Kepala sekolah Indonesia dijatuhi hukuman mati karena memperkosa 13 gadis
World

Kepala sekolah Indonesia dijatuhi hukuman mati karena memperkosa 13 gadis

BANDUNG, INDONESIA —
PERINGATAN: Cerita ini berisi detail yang mungkin mengganggu beberapa pembaca

Pengadilan tinggi Indonesia mengabulkan banding dari jaksa dan menghukum mati seorang kepala pesantren karena memperkosa setidaknya 13 santri selama lima tahun dan menghamili beberapa dari mereka.

Herry Wirawan telah divonis oleh panel tiga hakim di Pengadilan Negeri Bandung pada Februari dan dijatuhi hukuman penjara seumur hidup. Dia dituduh memperkosa gadis berusia antara 11 dan 14 tahun dari 2016 hingga 2021 di sekolah, hotel, atau apartemen sewaan di kota Jawa Barat. Sedikitnya sembilan bayi dilaporkan lahir sebagai akibat dari perkosaan tersebut.

Kasusnya menarik kemarahan publik karena ada beberapa korban selama beberapa tahun. Polisi mengatakan para korban terlalu takut untuk memberi tahu siapa pun.

Hakim Pengadilan Tinggi Bandung dalam putusannya Senin menyetujui banding jaksa untuk hukuman mati dan aset Wirawan yang akan disita.

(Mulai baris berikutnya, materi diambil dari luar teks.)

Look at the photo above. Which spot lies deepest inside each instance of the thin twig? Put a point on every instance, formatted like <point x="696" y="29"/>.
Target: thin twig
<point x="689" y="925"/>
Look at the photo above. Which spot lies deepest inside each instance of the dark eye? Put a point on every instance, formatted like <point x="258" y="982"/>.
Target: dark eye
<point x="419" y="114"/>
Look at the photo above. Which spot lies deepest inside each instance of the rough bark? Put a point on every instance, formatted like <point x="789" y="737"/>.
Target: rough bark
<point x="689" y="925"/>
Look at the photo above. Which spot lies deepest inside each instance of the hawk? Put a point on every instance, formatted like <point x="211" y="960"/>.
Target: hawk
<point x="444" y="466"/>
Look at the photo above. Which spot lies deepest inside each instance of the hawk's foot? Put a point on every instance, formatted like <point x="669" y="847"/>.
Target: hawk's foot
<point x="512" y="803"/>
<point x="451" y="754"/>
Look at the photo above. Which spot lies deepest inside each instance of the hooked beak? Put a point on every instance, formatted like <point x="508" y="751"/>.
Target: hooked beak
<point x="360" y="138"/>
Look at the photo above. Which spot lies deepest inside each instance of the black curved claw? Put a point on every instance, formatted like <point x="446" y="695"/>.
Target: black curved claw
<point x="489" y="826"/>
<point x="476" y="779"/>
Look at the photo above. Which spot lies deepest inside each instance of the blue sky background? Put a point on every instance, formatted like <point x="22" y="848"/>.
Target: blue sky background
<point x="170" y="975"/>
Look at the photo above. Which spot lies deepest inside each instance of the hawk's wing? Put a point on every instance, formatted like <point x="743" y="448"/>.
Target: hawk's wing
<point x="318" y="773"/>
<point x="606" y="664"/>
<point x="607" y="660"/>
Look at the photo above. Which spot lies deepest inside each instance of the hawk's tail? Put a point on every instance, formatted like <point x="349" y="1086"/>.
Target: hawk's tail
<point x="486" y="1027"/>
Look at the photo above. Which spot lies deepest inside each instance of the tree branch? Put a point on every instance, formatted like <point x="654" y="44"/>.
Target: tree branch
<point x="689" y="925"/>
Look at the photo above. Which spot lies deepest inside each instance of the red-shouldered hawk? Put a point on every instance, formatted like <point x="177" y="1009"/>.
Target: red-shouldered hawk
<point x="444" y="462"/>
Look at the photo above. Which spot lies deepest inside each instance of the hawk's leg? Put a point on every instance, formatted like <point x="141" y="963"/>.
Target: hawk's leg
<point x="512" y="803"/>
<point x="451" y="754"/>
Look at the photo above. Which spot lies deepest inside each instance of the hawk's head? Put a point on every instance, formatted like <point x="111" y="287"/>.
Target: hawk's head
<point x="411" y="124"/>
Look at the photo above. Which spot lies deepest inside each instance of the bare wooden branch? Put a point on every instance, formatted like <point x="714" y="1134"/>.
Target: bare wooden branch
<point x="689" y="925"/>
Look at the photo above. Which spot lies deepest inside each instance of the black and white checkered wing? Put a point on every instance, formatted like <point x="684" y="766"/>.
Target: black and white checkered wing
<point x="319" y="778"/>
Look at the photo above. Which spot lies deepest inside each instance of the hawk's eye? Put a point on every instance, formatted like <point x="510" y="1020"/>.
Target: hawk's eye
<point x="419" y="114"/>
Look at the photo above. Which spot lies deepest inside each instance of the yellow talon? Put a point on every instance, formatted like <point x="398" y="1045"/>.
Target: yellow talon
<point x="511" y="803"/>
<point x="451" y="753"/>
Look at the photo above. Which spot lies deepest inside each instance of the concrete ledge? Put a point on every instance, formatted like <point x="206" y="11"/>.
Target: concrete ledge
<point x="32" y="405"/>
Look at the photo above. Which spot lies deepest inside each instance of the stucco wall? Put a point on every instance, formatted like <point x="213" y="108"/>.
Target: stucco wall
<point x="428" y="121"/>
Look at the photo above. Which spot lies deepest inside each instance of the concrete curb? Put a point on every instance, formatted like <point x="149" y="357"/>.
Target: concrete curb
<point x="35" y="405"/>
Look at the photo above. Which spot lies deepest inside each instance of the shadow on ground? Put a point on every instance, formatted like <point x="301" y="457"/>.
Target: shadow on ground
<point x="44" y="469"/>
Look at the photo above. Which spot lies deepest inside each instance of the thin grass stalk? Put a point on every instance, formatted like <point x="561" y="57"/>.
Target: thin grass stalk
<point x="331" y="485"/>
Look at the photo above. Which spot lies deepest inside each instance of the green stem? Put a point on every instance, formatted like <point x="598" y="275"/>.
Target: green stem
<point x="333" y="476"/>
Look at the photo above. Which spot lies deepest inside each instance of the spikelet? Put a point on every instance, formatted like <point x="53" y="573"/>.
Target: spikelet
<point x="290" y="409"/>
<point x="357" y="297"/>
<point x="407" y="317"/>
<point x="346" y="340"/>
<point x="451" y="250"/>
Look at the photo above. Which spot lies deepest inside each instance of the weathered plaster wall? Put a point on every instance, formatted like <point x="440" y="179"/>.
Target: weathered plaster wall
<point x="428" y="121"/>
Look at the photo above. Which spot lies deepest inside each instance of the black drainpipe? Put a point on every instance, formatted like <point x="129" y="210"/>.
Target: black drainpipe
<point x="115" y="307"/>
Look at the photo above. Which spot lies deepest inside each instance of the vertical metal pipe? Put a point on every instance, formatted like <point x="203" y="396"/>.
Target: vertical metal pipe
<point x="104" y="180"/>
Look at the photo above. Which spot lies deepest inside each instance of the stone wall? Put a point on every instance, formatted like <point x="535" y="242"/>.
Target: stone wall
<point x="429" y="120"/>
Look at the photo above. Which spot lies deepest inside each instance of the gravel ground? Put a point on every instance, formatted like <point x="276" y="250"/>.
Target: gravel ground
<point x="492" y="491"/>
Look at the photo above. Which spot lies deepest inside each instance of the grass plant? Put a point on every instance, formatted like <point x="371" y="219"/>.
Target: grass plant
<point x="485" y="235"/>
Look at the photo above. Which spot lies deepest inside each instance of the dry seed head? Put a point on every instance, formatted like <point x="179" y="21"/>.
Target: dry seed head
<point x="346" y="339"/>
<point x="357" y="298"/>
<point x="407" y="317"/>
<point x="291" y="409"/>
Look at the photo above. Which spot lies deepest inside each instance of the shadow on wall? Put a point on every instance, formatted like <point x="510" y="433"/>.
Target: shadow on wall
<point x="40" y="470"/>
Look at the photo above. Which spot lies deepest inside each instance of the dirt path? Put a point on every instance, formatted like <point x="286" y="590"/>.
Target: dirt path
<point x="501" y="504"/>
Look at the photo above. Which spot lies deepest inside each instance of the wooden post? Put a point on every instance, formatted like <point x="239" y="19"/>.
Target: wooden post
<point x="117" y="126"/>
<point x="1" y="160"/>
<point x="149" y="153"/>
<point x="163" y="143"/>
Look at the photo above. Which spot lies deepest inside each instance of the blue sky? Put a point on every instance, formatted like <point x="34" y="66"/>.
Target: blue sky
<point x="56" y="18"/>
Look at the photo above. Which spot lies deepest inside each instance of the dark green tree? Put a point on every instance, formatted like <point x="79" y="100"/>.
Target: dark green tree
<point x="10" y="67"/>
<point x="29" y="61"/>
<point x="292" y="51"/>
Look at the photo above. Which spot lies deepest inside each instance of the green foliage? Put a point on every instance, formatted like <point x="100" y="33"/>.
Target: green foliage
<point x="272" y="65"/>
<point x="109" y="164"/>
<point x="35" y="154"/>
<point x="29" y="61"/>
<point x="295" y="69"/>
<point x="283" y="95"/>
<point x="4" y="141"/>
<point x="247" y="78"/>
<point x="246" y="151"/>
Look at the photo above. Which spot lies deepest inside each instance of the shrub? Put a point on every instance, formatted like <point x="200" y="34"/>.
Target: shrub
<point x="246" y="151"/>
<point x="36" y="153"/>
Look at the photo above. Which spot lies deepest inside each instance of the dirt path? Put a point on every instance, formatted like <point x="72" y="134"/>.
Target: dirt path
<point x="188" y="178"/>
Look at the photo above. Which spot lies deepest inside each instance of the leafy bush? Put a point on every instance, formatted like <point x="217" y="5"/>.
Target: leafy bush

“Apa yang dia lakukan telah menyebabkan trauma dan penderitaan bagi para korban dan orang tua mereka,” kata putusan pengadilan yang dirilis di situsnya, Selasa. “Terdakwa telah mencemarkan nama baik pesantren.”

Pengadilan yang lebih rendah telah memerintahkan Kementerian Perlindungan Anak Indonesia untuk membayar US$23.200 sebagai kompensasi gabungan yang diminta oleh para korban dan antara US$600 dan US$6.000 untuk perawatan medis dan psikologis untuk setiap gadis, daripada menyita aset Wirawan.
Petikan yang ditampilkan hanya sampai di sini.